Continued enzalutamide with abiraterone failed to improve PFS in men with metastatic castration-resistant prostate cancer who progressed on enzalutamide alone.
Combining continued enzalutamide with abiraterone plus prednisone failed to improve progression-free survival (PFS) in men with metastatic castration-resistant prostate cancer (CRPC) who progressed on enzalutamide, according to results of the phase IV post-marketing PLATO study (abstract 5004).
Enzalutamide and abiraterone are both used to treat chemotherapy-naive metastatic CRPC, generally in sequence. “As several studies have reported a rise in androgens on enzalutamide, we hypothesized that this could drive resistance, and that by inhibiting androgen synthesis by adding abiraterone to enzalutamide, we could reinduce sensitivity and prolong the duration of response,” said Gerhardt Attard, MD, PhD, of the Institute of Cancer Research and the Royal Marsden Hospital in London. He presented the results at the 2017 American Society of Clinical Oncology (ASCO) Annual Meeting, held June 2–6 in Chicago.
The study utilized a novel design. At baseline, 509 men with chemotherapy-naive metastatic CRPC were enrolled and treated with enzalutamide. Men with no prostate-specific antigen (PSA) level rise at weeks 13 and 21 (251 patients) were then followed until PSA progression, and then randomized to receive either abiraterone plus prednisone plus placebo (125 patients) or abiraterone plus prednisone along with continued enzalutamide (126 patients). The patients were well matched between the groups; most had an ECOG performance status score of 0.
The primary endpoint was PFS, and this was no different between the groups. The continued enzalutamide group had a median PFS of 5.7 months, while the placebo group had a median PFS of 5.6 months, for a hazard ratio (HR) of 0.826 (95% CI, 0.612–1.119; P = .2176).
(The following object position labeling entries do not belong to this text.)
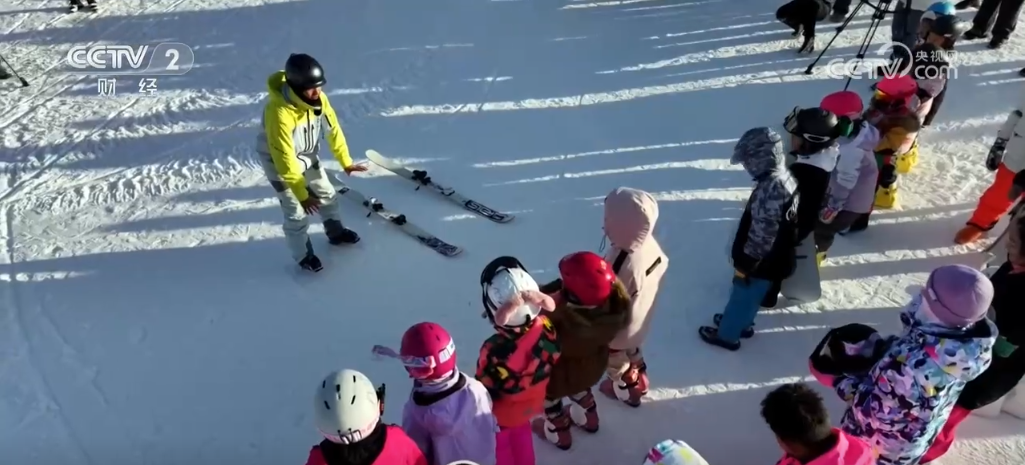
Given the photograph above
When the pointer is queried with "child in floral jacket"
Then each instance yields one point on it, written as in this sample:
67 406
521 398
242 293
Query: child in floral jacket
901 404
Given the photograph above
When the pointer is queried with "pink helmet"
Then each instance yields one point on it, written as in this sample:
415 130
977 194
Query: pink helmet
844 102
427 351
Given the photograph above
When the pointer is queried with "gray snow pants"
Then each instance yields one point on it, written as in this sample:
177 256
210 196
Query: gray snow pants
296 221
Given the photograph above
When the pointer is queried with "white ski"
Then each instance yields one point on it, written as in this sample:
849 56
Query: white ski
420 177
375 207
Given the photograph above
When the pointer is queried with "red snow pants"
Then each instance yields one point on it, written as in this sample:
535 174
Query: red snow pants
994 202
946 436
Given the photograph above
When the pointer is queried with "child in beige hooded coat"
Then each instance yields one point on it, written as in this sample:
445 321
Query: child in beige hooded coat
640 263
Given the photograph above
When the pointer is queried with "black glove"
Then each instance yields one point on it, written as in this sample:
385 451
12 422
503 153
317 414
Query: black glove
995 156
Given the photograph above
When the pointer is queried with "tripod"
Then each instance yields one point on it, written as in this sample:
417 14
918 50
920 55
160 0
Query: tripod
879 13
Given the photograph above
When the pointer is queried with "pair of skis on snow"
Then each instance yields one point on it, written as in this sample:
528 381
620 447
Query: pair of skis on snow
420 177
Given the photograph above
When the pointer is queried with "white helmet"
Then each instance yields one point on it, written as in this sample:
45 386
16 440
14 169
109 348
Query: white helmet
510 295
346 407
672 452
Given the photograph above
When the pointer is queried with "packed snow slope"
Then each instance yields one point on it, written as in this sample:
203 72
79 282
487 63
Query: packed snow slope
150 312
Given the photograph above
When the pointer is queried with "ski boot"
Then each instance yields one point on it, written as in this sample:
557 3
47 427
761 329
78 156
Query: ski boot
311 263
338 235
583 411
808 46
625 389
555 426
746 334
886 198
642 369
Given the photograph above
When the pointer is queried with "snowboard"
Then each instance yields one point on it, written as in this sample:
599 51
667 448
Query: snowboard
421 178
804 286
375 207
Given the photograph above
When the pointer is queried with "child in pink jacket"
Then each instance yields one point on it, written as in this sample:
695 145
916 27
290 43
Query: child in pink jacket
448 413
797 417
347 410
640 263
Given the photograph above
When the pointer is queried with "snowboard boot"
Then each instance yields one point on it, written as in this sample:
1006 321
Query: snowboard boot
338 235
625 389
886 198
969 235
583 411
311 263
746 334
555 426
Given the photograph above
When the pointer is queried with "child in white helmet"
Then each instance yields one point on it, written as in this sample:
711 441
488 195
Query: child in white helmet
516 363
347 411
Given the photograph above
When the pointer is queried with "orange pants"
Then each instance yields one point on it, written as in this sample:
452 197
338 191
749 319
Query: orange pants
994 202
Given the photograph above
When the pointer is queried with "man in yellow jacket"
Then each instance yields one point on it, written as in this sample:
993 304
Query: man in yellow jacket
289 143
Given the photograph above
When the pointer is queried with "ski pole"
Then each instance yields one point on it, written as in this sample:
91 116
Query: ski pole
14 72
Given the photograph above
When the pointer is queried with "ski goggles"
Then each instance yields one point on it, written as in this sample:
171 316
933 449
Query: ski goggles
418 367
790 124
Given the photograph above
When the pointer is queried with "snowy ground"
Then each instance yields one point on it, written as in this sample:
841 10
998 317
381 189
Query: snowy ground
150 311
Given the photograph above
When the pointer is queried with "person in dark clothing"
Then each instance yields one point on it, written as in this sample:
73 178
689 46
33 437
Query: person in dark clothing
764 249
1008 368
801 15
814 134
996 20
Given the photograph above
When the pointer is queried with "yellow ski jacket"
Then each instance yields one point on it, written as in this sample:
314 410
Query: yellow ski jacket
291 134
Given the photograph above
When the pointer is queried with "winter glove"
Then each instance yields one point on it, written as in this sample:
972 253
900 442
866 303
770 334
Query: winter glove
355 169
827 215
995 156
311 205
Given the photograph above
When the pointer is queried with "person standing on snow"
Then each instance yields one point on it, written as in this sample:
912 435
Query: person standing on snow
516 363
764 249
347 410
640 263
852 187
1008 368
1007 158
448 414
902 403
591 307
289 144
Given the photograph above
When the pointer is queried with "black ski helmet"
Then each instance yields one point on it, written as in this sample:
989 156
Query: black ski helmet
850 349
816 127
303 73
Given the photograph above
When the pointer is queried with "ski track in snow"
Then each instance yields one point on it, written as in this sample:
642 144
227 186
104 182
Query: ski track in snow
149 308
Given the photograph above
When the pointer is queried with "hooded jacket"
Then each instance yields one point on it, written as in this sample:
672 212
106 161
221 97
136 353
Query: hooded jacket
584 334
902 403
852 186
290 136
847 451
813 173
636 256
387 445
767 236
453 424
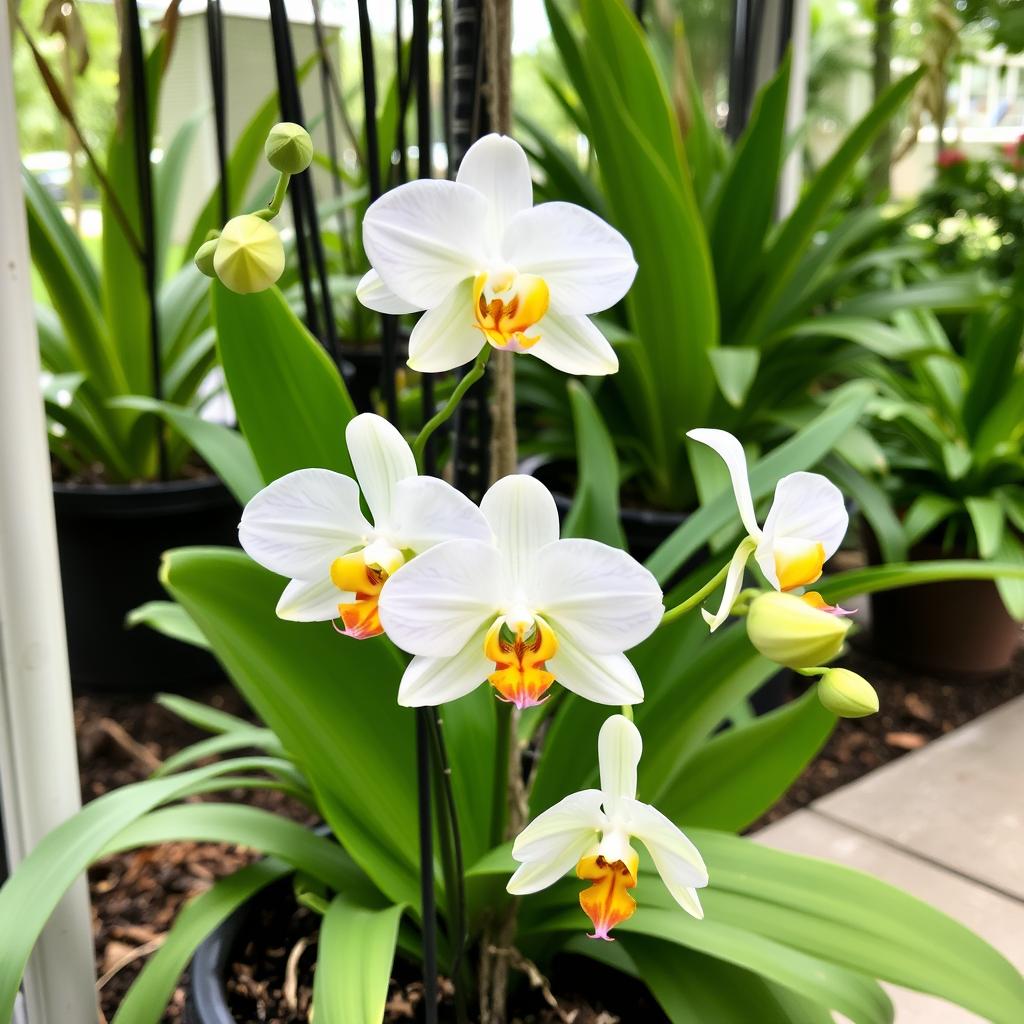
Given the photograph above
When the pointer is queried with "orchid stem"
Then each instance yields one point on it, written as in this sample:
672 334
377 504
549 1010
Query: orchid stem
450 407
691 602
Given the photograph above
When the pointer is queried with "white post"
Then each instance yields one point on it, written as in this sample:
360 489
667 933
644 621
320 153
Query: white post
800 45
38 766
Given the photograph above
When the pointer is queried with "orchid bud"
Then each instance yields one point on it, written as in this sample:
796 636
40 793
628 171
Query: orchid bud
204 257
847 694
289 147
250 256
787 630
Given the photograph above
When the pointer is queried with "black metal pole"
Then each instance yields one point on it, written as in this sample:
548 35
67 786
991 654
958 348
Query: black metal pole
146 215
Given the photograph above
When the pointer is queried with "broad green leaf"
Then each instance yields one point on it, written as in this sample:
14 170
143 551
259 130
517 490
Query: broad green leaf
867 581
735 367
694 988
170 620
331 700
745 203
353 968
225 450
713 792
799 453
146 1000
30 895
595 507
290 398
787 247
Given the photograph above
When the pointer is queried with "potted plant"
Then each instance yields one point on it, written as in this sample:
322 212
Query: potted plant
127 481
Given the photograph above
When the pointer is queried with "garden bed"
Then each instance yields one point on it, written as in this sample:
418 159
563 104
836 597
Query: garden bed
137 895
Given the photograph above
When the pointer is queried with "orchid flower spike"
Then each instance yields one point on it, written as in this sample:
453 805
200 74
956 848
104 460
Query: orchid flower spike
805 525
522 611
592 830
308 525
488 266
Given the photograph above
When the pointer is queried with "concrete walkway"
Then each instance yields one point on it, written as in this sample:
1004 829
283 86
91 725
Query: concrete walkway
946 823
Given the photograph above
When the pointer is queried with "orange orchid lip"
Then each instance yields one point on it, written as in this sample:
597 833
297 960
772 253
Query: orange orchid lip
520 675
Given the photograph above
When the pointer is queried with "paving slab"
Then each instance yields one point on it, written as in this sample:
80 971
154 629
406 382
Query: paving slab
997 919
957 802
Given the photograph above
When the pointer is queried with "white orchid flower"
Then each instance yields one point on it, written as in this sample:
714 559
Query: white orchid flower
488 266
805 525
308 525
522 611
592 830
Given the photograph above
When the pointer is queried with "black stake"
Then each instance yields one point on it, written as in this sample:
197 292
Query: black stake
146 216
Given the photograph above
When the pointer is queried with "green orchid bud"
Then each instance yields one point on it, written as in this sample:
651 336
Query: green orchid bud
793 632
204 257
847 694
250 256
289 147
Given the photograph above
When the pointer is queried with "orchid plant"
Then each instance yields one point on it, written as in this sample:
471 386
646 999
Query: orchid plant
518 670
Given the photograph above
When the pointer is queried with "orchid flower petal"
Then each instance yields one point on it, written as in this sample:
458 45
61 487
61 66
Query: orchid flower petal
676 858
497 167
315 601
807 507
427 511
381 458
588 265
374 294
298 524
433 681
446 336
603 597
731 453
553 843
606 679
733 585
524 518
573 345
426 237
619 750
435 603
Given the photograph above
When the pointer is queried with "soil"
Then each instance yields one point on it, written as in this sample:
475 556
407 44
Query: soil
137 895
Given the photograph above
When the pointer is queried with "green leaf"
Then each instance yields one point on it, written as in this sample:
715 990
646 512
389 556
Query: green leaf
290 398
225 450
745 202
784 252
170 620
30 895
152 991
595 507
330 698
694 988
353 968
800 452
773 750
988 519
837 588
735 367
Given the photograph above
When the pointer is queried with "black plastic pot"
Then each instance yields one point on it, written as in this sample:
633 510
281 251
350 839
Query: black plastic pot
111 541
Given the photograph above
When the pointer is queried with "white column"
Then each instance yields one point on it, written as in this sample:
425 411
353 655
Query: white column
38 766
792 177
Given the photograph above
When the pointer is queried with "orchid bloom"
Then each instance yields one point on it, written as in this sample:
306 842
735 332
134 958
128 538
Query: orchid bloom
488 266
592 830
805 525
522 611
307 525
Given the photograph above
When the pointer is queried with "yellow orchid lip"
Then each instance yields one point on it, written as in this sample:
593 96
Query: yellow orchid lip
507 305
520 653
607 901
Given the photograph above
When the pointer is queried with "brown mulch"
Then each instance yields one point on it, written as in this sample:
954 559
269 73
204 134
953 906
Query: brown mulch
137 895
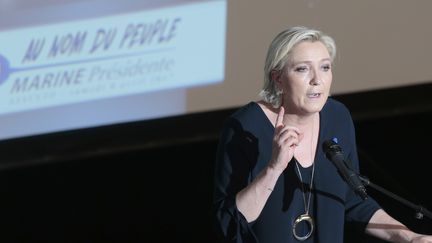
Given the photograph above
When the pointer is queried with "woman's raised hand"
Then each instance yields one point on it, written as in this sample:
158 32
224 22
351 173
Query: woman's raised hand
285 140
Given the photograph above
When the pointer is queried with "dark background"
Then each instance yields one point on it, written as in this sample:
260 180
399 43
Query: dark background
152 181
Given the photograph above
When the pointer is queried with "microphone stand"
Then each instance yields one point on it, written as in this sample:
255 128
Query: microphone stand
420 210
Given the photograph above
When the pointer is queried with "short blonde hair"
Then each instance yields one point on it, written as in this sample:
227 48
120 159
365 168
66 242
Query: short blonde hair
279 52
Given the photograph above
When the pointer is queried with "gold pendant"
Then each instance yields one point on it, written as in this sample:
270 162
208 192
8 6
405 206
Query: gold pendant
304 217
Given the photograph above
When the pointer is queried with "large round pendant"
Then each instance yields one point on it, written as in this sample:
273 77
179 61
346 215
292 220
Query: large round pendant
308 219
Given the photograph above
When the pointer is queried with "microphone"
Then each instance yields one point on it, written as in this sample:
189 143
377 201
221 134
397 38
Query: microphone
334 153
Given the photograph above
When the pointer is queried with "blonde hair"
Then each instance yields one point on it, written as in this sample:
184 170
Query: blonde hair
279 52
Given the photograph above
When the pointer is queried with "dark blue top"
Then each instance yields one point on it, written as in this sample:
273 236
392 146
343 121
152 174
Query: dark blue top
245 149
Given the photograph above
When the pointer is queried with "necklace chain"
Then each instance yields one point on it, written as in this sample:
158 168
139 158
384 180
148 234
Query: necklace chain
306 205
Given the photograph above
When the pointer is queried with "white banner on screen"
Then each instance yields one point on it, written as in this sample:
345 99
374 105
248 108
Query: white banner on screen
129 62
112 56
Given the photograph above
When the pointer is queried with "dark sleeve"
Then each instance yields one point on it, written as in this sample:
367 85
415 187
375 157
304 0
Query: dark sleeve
232 173
358 211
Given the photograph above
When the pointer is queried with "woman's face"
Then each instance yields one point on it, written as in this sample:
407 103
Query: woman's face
306 78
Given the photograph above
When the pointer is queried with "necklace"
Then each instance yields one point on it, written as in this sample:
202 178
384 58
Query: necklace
306 218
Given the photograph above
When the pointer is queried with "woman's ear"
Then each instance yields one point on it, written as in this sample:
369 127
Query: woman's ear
275 77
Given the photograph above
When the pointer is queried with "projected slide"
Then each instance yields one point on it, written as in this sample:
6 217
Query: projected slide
50 72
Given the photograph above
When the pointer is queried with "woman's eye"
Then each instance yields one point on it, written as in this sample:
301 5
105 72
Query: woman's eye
326 67
301 69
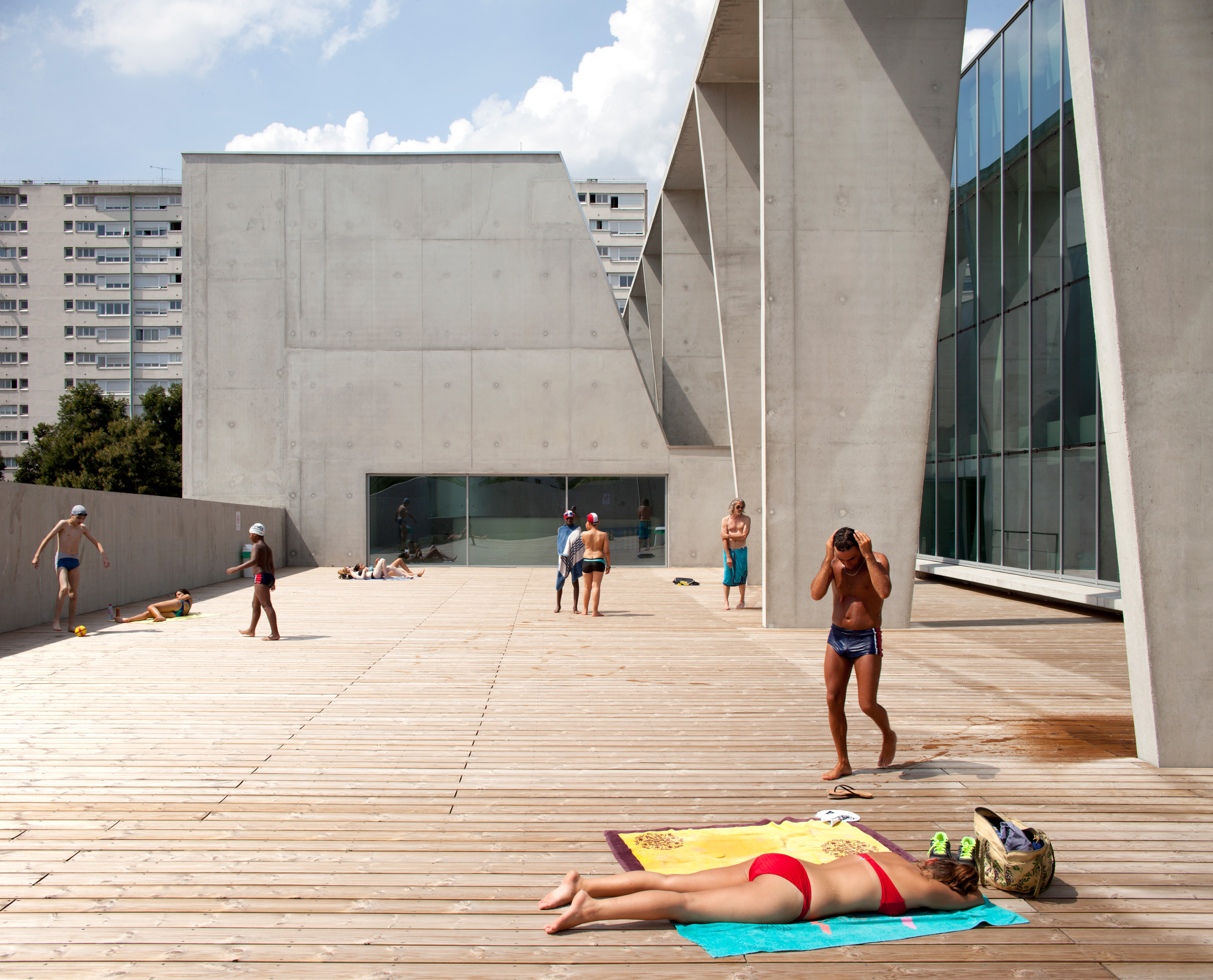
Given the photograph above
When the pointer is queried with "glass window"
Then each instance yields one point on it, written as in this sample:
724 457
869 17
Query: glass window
1047 372
948 298
967 392
990 505
967 134
1017 85
1014 234
990 250
1014 509
1046 67
631 510
990 387
1109 569
1080 370
1075 253
966 255
1046 510
945 439
967 513
927 521
990 142
1047 216
1017 399
1080 489
945 494
512 521
426 511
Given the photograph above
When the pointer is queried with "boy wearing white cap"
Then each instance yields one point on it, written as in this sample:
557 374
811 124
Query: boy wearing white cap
262 560
67 561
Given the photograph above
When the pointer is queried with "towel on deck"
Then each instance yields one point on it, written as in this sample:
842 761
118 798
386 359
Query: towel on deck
569 549
674 851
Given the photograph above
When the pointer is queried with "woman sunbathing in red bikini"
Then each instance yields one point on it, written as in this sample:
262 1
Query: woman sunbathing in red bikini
771 888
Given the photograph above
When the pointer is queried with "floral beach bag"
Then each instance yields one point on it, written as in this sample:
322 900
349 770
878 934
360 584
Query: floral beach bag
1024 872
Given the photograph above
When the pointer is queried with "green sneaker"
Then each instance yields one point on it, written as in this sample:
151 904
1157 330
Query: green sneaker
940 847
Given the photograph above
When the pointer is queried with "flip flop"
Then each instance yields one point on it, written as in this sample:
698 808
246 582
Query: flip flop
842 791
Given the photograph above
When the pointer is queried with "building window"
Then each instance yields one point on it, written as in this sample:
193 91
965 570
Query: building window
148 203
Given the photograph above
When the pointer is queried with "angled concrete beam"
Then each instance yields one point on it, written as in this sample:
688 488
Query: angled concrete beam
729 133
859 119
1142 76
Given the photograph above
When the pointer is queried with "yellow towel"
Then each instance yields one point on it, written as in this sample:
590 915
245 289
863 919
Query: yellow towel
686 851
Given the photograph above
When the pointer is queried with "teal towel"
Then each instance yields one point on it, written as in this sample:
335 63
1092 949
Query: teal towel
737 939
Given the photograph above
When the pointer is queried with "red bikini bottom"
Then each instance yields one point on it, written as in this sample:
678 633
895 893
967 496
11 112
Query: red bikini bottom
789 869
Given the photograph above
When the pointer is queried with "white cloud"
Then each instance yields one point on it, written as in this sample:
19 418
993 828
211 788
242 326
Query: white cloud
376 15
974 40
134 34
619 117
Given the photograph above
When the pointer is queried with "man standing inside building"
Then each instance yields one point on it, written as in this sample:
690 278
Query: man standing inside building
67 561
569 549
860 580
734 533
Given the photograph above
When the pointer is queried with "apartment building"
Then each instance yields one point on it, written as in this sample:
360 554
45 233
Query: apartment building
618 216
90 290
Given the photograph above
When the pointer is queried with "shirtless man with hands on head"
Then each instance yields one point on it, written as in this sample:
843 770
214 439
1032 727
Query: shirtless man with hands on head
860 580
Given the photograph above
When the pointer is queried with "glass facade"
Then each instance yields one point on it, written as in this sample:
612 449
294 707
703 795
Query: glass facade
511 521
1017 471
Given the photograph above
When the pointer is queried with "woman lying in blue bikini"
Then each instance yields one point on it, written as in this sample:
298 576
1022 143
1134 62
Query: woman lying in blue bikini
771 888
161 612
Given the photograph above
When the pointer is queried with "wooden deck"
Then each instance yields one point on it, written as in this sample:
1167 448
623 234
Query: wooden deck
386 794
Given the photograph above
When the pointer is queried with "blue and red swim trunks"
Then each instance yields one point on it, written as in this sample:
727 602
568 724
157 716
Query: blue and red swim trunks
856 643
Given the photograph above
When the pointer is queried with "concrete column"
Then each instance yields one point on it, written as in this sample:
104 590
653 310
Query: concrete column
728 134
858 124
693 375
1142 76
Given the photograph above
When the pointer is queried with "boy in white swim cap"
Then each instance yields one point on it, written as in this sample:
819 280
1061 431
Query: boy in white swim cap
262 560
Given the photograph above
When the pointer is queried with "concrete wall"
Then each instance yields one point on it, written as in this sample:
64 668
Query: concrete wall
858 123
156 546
1142 76
393 313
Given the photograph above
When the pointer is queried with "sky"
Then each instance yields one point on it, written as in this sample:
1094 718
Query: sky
118 89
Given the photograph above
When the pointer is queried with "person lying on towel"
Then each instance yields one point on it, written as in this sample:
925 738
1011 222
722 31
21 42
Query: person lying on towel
771 888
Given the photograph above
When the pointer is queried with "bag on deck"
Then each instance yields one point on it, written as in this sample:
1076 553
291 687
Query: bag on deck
1025 872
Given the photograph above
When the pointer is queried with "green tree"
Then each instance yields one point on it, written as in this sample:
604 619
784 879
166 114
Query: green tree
96 446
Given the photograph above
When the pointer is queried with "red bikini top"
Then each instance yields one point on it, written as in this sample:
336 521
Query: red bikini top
892 904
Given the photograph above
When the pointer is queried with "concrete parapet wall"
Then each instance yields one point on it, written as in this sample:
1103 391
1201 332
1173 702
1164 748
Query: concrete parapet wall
156 546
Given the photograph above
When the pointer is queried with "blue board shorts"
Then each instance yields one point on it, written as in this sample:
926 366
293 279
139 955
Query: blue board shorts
737 573
856 643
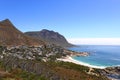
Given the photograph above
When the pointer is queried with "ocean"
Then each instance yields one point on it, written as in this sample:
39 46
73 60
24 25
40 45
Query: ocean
100 55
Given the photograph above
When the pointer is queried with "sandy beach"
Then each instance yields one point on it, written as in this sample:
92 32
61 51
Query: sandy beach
70 59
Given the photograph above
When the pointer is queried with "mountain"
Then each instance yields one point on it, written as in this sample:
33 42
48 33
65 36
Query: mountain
11 36
50 37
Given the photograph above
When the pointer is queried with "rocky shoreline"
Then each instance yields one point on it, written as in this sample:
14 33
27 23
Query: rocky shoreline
24 56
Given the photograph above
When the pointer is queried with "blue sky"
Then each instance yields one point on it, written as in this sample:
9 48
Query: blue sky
71 18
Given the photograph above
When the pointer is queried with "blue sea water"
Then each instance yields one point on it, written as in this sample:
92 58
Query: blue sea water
100 55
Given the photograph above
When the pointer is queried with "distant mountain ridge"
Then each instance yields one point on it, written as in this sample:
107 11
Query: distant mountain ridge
11 36
50 37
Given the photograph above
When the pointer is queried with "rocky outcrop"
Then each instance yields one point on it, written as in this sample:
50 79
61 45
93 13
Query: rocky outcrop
50 37
113 73
11 36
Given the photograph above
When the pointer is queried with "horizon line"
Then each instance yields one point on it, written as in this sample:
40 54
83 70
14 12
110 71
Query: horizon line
94 41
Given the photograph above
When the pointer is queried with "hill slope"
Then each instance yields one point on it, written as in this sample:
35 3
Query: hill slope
50 37
11 36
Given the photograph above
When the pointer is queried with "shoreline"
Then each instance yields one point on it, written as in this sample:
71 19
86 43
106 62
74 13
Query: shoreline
70 59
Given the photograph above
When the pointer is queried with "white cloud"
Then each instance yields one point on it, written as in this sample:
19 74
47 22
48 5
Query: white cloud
95 41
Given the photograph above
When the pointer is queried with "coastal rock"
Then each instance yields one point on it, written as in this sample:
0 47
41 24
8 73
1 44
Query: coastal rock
113 73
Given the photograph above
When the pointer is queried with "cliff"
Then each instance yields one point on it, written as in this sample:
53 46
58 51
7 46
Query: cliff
11 36
50 37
There was, however, an improvement specifically in radiographic PFS. The median with enzalutamide was 10.0 months, compared with 7.0 months in the placebo group, for an HR of 0.666 (95% CI, 0.470–0.944; P = .0215). Attard said that this finding deserves further scrutiny, but could be subject to multiple biases.
The time to PSA progression did not differ, at 2.8 months in both groups, for an HR of 0.874 (95% CI, 0.617–1.239; P = .04500).
Grade 3 or higher adverse events were more common in the enzalutamide group (44.8% vs 37.1%), though serious adverse events occurred at similar rates (30.4% vs 28.2%). Grade 3 or higher hypertension (9.6% vs 1.6%) and alanine aminotransferase increase (5.6% vs 2.4%) were more common with enzalutamide than with abiraterone plus prednisone alone. Attard said in general, though, that both regimens were reasonably well tolerated.
“Continuing enzalutamide after addition of abiraterone plus prednisone after PSA progression on enzalutamide alone did not result in a statistically significant improvement in PFS,” Attard concluded, adding that exploratory biomarker analyses are ongoing to try and identify distinct patient groups that might benefit from this therapy.
Tanya B. Dorff, MD, of the Keck School of Medicine at the University of Southern California in Los Angeles, was the discussant for the session. She said that these results suggest that if clinicians were using the combination of enzalutamide and abiraterone following progression, “you can consider stopping. This is twice as expensive and it is also more toxic,” she said.